Borrowing Good News on the Deficit?

Blog Post
Friday, August 21, 2009

Bloomberg and AP reported this week that the Obama Administration’s latest budget outlook, scheduled for release next Tuesday (same day as CBO’s summer update–watching the PR and press that day will be interesting), will show that they expect the fiscal year 2009 budget deficit to come in $262 billion lower than they predicted in May–at “only” $1.58 trillion, or 11.2 percent of GDP. Cause for celebration? Well, only if you don’t mind “premature celebration.”

Both articles point out that a $1.6 trillion deficit is not really qualitatively different from a $1.8 trillion deficit (both are “humongous”). From the Bloomberg article (by Brian Faler and Roger Runningen):

The deficit figure, as revised, would amount to 11.2 percent of the nation’s economy, the official said. That would be the biggest share since 1945.

“It’s better than we expected but it’s still a huge deficit,” said Stan Collender, a former congressional budget aide who is a partner at Qorvis Communications in Washington.

And from the AP story (By Jim Kuhnhenn and Philip Elliott):

“Whether it’s $1.6 trillion or $1.8 trillion, it’s pretty bad,” said Robert Bixby, executive director of the bipartisan fiscal watchdog The Concord Coalition. “I hope no one tries to spin that as good news.”…

“The deficit is obviously very large and a problem,” said economist Mark Zandi of Moody’s “But it’s not quite as bad as what expectations were a few months ago.”

Both articles correctly point out that most of the lower-than-expected deficit is due to a contingency for $250 billion worth of additional financial rescue that had been penciled in by the Administration but was never pursued–not this year at least. In their update, the Administration will reveal that total FY2009 federal spending will turn out to be $345 billion less than they had predicted in May ($3.653 trillion vs. $3.998 trillion). All of the reasons I’ve seen cited for this lower spending have to do with lower-than-expected short-term countercyclical spending–spending on rescues, bailouts, and stimulus–not lower-than-expected spending on our longer-term (ongoing) commitments.

Meanwhile, the Administration will report that total FY2009 federal revenues will turn out to be $83 billion less than what they predicted in May ($2.074 trillion vs. $2.157 trillion). That’s LESS — meaning that the revenue realization is bad news, contributing to a worsening, not improving, deficit outlook. Incidentally, revenues of $2.074 trillion would put them at just around 14 1/2 percent of GDP–the lowest they’ve been since 1950 and perilously close to setting a new post-WWII record low (if they fall below the 1950 level of 14.4 percent). This is more clear evidence that the federal revenue system faces a “crisis” as significant as the crises facing our entitlement programs.

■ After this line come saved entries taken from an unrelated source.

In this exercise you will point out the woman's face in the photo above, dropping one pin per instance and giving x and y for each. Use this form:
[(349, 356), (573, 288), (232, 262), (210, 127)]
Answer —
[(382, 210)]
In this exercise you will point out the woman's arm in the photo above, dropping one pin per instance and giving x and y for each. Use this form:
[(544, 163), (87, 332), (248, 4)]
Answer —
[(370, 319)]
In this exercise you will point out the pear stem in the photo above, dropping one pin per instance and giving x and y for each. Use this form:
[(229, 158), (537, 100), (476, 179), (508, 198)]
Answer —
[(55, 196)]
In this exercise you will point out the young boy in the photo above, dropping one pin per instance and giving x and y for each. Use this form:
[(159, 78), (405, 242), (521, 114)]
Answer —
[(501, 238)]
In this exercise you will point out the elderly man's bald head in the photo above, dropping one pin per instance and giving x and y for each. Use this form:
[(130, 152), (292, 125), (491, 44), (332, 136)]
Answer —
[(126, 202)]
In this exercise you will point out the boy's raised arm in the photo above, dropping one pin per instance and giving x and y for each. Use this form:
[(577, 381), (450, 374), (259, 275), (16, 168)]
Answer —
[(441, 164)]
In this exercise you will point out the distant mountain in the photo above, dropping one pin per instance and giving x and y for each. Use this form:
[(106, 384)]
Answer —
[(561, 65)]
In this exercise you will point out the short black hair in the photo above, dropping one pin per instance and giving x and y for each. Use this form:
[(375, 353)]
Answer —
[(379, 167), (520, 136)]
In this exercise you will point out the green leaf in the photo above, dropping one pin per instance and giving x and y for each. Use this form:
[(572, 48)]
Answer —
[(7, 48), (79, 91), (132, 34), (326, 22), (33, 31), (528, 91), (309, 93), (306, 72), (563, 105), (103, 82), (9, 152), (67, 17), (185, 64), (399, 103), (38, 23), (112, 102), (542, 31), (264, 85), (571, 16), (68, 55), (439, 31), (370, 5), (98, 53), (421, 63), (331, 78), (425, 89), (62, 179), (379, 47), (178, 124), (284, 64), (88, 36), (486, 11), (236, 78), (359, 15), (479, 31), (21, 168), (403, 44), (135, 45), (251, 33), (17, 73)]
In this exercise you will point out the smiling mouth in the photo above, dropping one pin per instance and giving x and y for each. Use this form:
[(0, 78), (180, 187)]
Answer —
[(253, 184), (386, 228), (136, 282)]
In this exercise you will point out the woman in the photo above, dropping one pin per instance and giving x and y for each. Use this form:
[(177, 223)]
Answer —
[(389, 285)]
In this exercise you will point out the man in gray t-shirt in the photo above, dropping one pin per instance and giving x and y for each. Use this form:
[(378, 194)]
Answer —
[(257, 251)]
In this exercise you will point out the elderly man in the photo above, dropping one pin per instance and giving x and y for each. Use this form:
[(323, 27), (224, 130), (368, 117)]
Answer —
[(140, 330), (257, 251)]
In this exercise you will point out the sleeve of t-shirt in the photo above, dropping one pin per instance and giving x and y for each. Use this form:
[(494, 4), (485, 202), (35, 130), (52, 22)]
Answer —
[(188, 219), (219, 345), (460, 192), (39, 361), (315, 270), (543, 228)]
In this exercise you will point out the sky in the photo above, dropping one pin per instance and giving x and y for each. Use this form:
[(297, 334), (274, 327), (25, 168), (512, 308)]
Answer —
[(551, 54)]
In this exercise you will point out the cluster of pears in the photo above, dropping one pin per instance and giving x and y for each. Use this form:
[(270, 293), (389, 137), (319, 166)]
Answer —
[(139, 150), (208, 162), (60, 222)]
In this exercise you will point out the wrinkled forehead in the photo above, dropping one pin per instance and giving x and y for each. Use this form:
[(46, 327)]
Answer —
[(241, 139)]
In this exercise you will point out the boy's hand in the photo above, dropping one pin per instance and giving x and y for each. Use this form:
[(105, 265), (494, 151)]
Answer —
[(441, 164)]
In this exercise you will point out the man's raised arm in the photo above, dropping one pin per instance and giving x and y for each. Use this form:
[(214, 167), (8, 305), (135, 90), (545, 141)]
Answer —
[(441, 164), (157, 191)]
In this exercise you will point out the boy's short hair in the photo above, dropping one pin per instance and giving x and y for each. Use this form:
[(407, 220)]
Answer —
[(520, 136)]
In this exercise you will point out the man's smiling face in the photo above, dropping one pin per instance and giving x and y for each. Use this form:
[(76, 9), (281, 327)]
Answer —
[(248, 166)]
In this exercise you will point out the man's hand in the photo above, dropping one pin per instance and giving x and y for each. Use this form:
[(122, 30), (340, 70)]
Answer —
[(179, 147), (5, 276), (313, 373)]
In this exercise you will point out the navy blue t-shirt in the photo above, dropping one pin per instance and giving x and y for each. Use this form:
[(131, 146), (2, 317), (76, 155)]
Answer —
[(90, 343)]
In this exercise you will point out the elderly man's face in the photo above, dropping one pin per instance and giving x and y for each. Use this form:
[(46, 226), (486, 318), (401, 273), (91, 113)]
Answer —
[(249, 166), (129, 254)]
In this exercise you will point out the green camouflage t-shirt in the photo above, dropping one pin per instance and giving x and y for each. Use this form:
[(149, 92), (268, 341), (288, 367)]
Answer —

With only shorter-term spending lower than expected, nothing yet accomplished to “bend down the curves” on longer-term spending, and revenues looking increasingly inadequate to fund our short-term and longer-term needs, it’s hard to be optimistic about what the $1.6 trillion (”not-as-bad-as-$1.8-trillion”) deficit really means. What will be an important indicator of how the fiscal outlook has changed since May is what the Administration will show on Tuesday about the deficits in 2012 and 2013–well past the current recession. Are revenues expected to be (more) sufficient by then, once the economy is growing strongly again? Will the “recovery” spending have gone away by then, once the economy has “recovered” and it’s no longer needed? Or we still have a version of “Cash for Clunkers” (or its latest equivalent) going on? And will we still not have passed a form of health care reform that makes the hard choices necessary to really effectively “bend the health cost curve” down? Standards (and the world) have surely changed when we fiscal hawks can “hope” that the previously-projected annual deficits of “only” half a trillion dollars by 2012-2015 (and only worsening after that) will come true.

Those are some of the reasons why I wouldn’t be surprised if the Administration says on Tuesday that their new projection for next year’s (fiscal year 2010) budget deficit is now worse than they previously thought–that it will turn out to be larger than $1.258 trillion (or 8.5 percent of GDP). That’s why I worry that today’s “good news” on the deficit just borrows from what would have been better news about future deficits. I worry this is just a case of “premature celebration.” If anyone is really such an optimist that they’re actually celebrating about this, I mean.